Allerdings darf man nicht übersehen, daß die strikte Trennung wie sie im Mittelalterbereich stattfindet in der Darstellung späterer Epochen natürlich unter der Nähe an der Jetztzeit leidet. Wenn im Mittelalter ein Reenactor noch sehr einfach zwischen dem historisch Nachweisbaren und seiner modernen Figur unterscheiden kann wird dies immer schwieriger, je näher die dargestellte Zeit der unseren ist. Deswegen werden automatisch immer mehr "moderne" Elemente einfließen und die Grenzen verschwimmen. Im rein mittelalterlichen Reenactment ist das Fehlen realer Quellen über "die innere Erlebniswelt der dargestellten Figur" die Begrenzung der Darstellung in sich, je näher dies unserer Zeit kommt, desto einfacher ist es die Lücke zu füllen und bereits in der Darstellung napoleonischer Kriege ist der moderne Mensch so nah, daß es einen spürbaren Übergang zum "Komplettspiel" gibt, also nicht nur die historisch belegten Dinge nachgestellt werden, sondern auch allfällige Alltagshandlungen scheinbar authentisch erfolgen. Ob dies im Sinne einer historischen Erfahrung sinnvoll ist muß jede Gruppe für sich selber entscheiden.

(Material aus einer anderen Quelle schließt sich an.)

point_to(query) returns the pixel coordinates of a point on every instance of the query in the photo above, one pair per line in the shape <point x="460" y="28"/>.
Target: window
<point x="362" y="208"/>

Kleiner Hinweis zur Darstellungsqualität: Interessierte, die die Unterschiede zwischen Reenactoren und Marktdarstellern mal gerne selber erfahren möchten, fragen auf einem beliebigen Event die dortigen Gruppen nach deren Ansicht zu "Steckstühlen". Gemeint sind die aus 2 Holzbohlen zusammengesteckten, einfachen Sitzmöbel. Die Antworten helfen bei der Beurteilung der jeweiligen Gruppe sehr weiter, selbst wenn diese gar keine derartigen Möbel benutzen.